Ok, what if the Romans have enough food to last a week to press to Saguntum once the harassment starts? They would be in battle formation, not in march formation like Lake Trasimene, so would be much less vulnerable. On the other hand, Cannae showed that battle formation can't save the day. Oops. But the battle of Trebia showed that the Romans could avoid annilation (albeit after suffering an embarrassing defeat).

If the Romans lose (either by the ambush you described or perhaps a pitched battle as I suggested), how do you think Saguntum surrenders? In OTL, they had nothing to bargin with when they ran out of food (heck, some believed the Romans were on their way and they only needed to hold out three more years with the food they don't have). In TTL, they know their aid failed them and the only thing they can bargain with is "well, you besieged us for 3 months and we held out another week before you killed our would be saviors, how about we submit to you, you not enslave us, and we don't drag this to 8 months?"

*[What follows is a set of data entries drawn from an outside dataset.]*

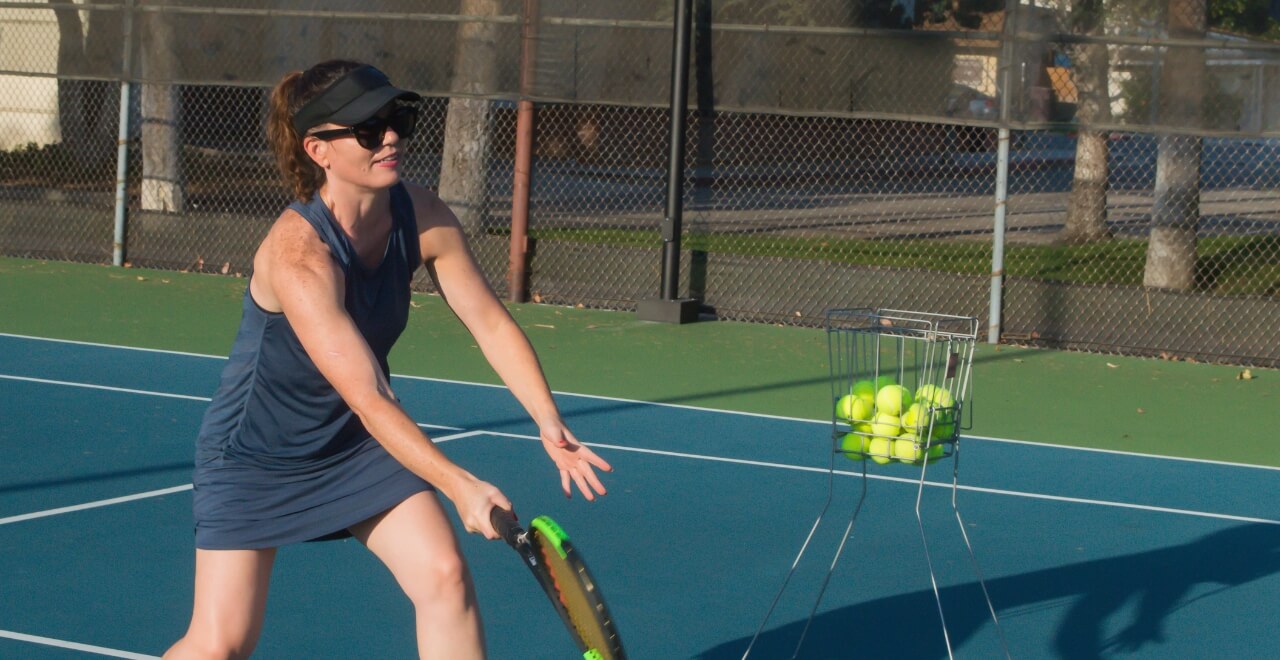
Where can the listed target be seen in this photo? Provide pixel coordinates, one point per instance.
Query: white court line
(94, 504)
(680, 406)
(76, 646)
(90, 386)
(158, 493)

Since it's fairly likely the Romans would lose, what do you think about the Senate's plan for the war? Might they alter Publius Cornelius Scipio's orders and tell him to block Hannibal at Massalia? OK, the consuls technically call the shots, but usually when the Senate suggests a campaign goal they usually follow those requests and heir decisions include how many men, what to bring, which route, yadda. In the Punic Wars, the Romans never gave up, but the idea of re routing armies to places less likely to be defeated was not lost to them. Varro concluded the area around Cannae would be OK since Hannibal's previous victories used either rivers or hills to hide men. Cannae was flat, no possibility of ambush here. His plan was to use the numerical advantage to smash the enemy while friendly cavalry blocked enemy cavalry (the only unit that could thwart a more numbers= smash plan if the terrain can't hide troops). We all know how well that plan went.